Courts should not be invited to intervene in high-level political negotiations on Brexit, a judge has been told.

Responding to a legal challenge in Belfast against a no-deal Brexit, a Government lawyer insisted the judiciary should be not asked to rule on top-level international affairs.

Tony McGleenan QC also rejected the suggestion that the Government had not taken due consideration of the potential impact a no-deal Brexit might have on Northern Ireland.

Referencing Operation Yellowhammer – the Government’s scenario planning exercise – the barrister said: “It’s apparent that the Government has considered, carefully assessed and taken provisions for the contingencies that may arise from an exit without a withdrawal agreement.”

Dr McGleenan outlined to Belfast High Court a draft affidavit written by a top civil servant on behalf of Michael Gove, the cabinet minister responsible for no-deal planning.
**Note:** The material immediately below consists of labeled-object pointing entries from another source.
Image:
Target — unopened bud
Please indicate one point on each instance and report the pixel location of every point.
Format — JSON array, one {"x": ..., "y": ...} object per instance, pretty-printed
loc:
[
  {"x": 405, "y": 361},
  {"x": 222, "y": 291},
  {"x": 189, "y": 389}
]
He said it made clear that Operation Yellowhammer, details of which were leaked to the Sunday Times last month, did not outline what was expected to happen, only what could happen in a worst-case scenario.

Dr McGleenan was responding to a joined-up judicial review case taken by three different applicants, one of them high profile victims’ campaigner Raymond McCord, against a no-deal Brexit.

They are challenging the Government’s handling of the Brexit process, arguing that exiting the EU without a deal would have a negative impact on the peace process.

The Government barrister said the course of high-level political negotiations should not be a matter for judicial involvement.

“This is high policy and the conduct of international affairs,” he said.

Dr McGleenan added: “These are not matters the court should be grappling with.”

Northern Ireland’s Attorney General also made submissions to judge Lord Justice Bernard McCloskey on what was the second day of the hearing.

John Larkin QC insisted process agreements in Northern Ireland were not dependent on the UK remaining in the EU.

Mr Larkin said the EU was referenced only once in the British-Irish Agreement – the treaty that gave effect to the 1998 Good Friday Agreement – and that was only a brief mention in the preamble.

He said that mention only referred to the UK and Ireland wishing to improve relations between their countries as “friendly neighbours and as partners in the European Union”.

“That can’t be boosted or given a steroid injection as to make it an obligation of continuing membership of the EU on one or both parties,” he said.

Mr Larkin also argued that domestic UK law could not prevent a no-deal because provision for exiting the EU without an agreement was enshrined in Article 50 of the Lisbon Treaty, which took primacy.

Also during Monday’s proceedings, Mr McCord’s lawyer, Ronan Lavery QC, told the court he had written to Government lawyers asking for an undertaking that Prime Minister Boris Johnson would comply with the vote of Parliament to delay Brexit if no agreement is reached.

Barry McDonald QC, representing another of the applicants, urged Lord Justice McCloskey, if he found in their favour, to compel the Government to abide by the law.

Referring to speculation that Mr Johnson could send two letters to the EU, one asking for an extension and the other saying he did not want an extension, Mr McDonald suggested there was an attempt to “sabotage” the will of Parliament.

“There’s an indication of an intent to subvert the purpose of the Act,” he said.

Dr McGleenan denied that was the Government’s intention.

“The Government will abide by the law,” he said.

The hearing is due to conclude on Tuesday morning.